The Church teaches us that Advent is a time of joyous anticipation, but also of penance and preparation for the great Christmas feast:

When the Church celebrates the liturgy of Advent each year, she makes present this ancient expectancy of the Messiah, for by sharing in the long preparation for the Saviour’s first coming, the faithful renew their ardent desire for his second coming. By celebrating [John the Baptist’s] birth and martyrdom, the Church unites herself to his desire: “He must increase, but I must decrease” (Catechism of Catholic Church no. 524)

Fasting and other forms of penance, such as prayer and almsgiving, help to purify our hearts and prepare us for the celebration of Christmas (cf. Catechism of Catholic Church no. 1434).

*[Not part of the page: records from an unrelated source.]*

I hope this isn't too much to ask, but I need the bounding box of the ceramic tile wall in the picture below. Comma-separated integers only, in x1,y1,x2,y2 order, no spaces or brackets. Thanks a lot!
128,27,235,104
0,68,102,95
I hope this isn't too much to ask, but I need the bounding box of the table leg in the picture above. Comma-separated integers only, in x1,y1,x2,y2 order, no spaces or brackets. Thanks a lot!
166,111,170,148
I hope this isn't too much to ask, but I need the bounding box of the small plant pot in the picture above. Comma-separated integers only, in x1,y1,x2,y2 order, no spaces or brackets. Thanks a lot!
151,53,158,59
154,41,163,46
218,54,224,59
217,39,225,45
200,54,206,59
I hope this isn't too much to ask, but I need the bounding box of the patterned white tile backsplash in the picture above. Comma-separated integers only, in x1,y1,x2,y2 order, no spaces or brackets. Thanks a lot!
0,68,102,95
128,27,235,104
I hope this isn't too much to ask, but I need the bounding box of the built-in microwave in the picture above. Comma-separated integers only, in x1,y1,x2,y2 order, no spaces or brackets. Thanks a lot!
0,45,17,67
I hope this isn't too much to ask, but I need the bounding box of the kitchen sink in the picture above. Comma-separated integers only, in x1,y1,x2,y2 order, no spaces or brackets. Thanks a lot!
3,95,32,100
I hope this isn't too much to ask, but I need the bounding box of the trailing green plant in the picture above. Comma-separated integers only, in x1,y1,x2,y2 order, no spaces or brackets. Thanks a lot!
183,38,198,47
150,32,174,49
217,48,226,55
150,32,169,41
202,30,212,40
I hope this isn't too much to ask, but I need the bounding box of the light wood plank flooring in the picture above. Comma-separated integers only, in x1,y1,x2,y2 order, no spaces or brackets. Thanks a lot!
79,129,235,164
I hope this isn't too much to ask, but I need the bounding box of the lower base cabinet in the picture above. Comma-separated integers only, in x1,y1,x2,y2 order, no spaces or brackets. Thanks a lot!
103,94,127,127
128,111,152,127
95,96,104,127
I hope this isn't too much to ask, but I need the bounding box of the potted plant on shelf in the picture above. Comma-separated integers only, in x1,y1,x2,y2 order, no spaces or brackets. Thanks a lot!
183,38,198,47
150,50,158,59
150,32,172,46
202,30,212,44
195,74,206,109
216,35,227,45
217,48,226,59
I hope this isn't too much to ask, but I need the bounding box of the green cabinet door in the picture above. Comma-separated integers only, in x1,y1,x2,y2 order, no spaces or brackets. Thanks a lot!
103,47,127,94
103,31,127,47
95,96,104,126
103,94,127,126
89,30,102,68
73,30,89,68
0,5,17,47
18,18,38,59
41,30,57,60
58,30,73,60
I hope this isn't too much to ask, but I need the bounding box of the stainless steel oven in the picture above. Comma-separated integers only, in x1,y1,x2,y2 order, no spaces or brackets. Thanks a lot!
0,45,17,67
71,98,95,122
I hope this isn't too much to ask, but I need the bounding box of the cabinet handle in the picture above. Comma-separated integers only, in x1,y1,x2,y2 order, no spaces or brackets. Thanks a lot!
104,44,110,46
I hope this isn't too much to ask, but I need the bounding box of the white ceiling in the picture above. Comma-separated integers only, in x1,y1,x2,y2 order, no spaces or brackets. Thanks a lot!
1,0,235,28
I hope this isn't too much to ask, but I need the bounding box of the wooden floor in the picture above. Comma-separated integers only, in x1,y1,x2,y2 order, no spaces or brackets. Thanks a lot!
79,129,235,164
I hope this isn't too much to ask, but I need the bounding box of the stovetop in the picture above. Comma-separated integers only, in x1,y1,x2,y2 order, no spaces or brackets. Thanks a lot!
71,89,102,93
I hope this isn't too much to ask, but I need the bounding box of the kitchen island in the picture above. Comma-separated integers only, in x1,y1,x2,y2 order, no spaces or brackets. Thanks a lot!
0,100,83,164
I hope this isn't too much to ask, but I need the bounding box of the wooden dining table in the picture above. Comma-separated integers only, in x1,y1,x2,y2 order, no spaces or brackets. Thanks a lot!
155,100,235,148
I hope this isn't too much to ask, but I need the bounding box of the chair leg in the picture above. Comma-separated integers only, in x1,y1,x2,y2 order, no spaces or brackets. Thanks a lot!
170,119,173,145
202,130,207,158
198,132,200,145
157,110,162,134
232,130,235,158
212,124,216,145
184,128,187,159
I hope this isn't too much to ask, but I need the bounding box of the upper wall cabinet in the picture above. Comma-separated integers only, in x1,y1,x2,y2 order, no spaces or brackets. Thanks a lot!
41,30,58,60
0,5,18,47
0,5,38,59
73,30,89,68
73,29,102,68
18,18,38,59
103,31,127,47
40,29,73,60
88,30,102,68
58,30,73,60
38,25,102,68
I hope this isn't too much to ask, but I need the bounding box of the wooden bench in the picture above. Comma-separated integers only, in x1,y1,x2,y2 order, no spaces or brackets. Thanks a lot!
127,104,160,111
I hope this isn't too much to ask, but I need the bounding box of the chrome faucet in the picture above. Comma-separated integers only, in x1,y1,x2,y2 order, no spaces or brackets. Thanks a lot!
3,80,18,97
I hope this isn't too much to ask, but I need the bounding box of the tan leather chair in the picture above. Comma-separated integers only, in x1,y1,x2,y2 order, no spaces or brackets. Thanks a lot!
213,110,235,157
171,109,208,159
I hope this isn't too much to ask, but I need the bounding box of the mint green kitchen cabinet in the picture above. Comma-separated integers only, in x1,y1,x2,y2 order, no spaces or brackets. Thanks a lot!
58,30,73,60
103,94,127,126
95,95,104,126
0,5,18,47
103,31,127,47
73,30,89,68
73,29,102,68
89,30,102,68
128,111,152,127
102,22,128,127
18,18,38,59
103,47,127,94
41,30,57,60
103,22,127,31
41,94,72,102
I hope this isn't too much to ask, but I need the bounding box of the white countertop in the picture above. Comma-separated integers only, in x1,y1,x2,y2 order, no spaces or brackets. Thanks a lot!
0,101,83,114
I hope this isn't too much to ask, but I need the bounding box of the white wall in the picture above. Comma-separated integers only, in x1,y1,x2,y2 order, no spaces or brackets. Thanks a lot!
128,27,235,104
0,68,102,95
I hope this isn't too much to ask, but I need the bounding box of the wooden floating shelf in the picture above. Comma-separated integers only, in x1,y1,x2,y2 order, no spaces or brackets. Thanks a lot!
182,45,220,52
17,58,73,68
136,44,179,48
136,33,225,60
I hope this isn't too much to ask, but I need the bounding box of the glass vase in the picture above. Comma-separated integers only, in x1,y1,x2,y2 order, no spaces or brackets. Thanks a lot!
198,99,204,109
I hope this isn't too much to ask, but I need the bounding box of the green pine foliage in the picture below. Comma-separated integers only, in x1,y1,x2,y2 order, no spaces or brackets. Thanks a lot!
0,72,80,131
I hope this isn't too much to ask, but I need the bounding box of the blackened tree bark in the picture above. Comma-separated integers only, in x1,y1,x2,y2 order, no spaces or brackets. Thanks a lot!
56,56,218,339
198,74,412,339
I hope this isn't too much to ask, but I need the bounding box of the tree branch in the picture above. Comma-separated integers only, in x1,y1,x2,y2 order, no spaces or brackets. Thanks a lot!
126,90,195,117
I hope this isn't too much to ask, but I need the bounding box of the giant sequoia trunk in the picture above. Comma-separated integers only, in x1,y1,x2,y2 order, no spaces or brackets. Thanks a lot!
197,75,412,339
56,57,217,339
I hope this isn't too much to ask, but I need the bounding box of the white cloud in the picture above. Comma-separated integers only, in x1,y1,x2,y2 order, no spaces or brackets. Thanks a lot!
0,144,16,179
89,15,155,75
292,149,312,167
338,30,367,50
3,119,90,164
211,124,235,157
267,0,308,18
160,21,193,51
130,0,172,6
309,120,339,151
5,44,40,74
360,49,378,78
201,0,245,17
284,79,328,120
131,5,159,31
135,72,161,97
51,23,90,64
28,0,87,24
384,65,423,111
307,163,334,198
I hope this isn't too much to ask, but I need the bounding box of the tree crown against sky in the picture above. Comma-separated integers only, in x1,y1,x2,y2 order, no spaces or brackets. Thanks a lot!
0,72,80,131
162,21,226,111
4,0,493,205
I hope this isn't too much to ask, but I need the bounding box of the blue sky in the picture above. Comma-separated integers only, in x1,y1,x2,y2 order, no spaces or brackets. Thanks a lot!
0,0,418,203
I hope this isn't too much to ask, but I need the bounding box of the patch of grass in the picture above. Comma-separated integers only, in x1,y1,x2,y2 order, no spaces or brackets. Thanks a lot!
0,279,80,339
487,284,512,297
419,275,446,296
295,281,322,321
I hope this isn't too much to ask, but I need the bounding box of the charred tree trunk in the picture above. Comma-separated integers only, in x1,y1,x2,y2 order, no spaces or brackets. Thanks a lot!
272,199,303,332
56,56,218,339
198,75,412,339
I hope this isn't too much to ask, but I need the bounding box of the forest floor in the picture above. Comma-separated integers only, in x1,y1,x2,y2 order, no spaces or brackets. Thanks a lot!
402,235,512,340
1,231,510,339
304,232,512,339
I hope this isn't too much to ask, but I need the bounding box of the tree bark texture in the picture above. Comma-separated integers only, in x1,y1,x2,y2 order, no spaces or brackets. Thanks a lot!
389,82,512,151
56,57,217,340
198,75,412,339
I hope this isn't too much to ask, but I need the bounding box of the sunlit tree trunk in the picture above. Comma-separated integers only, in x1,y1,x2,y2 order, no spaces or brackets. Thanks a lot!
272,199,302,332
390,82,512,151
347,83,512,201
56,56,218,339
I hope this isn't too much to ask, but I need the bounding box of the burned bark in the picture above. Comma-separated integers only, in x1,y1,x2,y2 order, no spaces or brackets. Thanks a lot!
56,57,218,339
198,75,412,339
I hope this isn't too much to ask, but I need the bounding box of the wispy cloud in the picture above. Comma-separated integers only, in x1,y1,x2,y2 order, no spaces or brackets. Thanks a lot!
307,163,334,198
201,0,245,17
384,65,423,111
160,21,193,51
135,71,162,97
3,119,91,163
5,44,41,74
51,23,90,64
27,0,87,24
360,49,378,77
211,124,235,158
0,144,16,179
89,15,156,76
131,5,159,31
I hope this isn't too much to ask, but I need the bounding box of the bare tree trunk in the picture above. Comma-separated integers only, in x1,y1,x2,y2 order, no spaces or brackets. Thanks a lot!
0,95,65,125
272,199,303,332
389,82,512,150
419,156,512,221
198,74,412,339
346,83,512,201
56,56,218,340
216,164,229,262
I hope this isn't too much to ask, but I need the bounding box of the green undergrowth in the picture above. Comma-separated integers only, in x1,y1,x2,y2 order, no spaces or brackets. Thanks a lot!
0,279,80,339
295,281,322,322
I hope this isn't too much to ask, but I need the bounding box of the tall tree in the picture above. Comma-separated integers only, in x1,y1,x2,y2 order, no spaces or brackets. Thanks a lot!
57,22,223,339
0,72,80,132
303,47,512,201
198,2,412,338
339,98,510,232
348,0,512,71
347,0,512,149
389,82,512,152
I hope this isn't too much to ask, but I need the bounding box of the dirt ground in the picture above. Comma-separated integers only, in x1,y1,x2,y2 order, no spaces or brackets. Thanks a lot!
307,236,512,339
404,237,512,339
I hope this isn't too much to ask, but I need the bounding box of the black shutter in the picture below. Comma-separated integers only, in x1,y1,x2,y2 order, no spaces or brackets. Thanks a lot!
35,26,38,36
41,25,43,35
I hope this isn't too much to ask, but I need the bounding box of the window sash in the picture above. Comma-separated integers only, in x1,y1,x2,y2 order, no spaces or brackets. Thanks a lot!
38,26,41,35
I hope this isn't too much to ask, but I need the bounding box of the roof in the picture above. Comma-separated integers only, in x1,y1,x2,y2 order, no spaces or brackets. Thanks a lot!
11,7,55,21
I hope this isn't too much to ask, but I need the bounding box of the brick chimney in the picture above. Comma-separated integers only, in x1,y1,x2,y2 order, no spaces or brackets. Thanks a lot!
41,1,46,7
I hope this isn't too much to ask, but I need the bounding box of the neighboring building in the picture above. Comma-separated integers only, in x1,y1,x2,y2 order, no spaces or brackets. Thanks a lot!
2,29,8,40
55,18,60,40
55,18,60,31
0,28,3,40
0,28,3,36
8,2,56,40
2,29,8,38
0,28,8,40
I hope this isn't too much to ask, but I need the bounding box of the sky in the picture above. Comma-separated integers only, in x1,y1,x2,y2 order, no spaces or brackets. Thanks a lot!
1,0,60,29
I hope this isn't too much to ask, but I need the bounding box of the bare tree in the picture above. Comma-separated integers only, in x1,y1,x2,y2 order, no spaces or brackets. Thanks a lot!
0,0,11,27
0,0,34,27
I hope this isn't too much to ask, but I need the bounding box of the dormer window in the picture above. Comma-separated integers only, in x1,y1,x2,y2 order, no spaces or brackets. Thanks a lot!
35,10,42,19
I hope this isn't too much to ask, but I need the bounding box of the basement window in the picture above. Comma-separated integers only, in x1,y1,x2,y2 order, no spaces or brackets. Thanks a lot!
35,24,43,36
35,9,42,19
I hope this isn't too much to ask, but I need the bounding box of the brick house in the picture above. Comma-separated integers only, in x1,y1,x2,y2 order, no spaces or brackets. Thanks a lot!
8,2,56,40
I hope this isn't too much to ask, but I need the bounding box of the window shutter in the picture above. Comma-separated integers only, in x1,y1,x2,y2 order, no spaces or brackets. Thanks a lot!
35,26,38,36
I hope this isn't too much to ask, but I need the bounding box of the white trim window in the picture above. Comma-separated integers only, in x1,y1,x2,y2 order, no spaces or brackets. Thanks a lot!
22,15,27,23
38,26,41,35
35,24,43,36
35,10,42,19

The Church celebrates Christmas from Christmas Day until the Solemnity of the Epiphany, which commemorates the manifestation of Christ as the Saviour of the whole world (cf. Matthew 2:1-12).

The Advent wreath, which has German origins, is probably the most recognized Advent custom. It symbolizes the many years from Adam to Christ in which the world awaited its Redeemer; it also represents the years that we have awaited His second and final coming. The wreath holds four equally spaced candles, the three purple ones lit on the “penitential” Sundays and a pink one for Gaudete, the joyful third Sunday in Advent. Like Lent, Advent is a penitential season,  But on Gaudete Sunday, having passed the midpoint of Advent, the Church lightens the mood a little, the change in colour provides us with encouragement to continue our spiritual preparation – especially prayer and fasting – for Christmas.

The season of Christmas runs from Evening Prayer I of Christmas until the Sunday after Epiphany or after 6 January, inclusive.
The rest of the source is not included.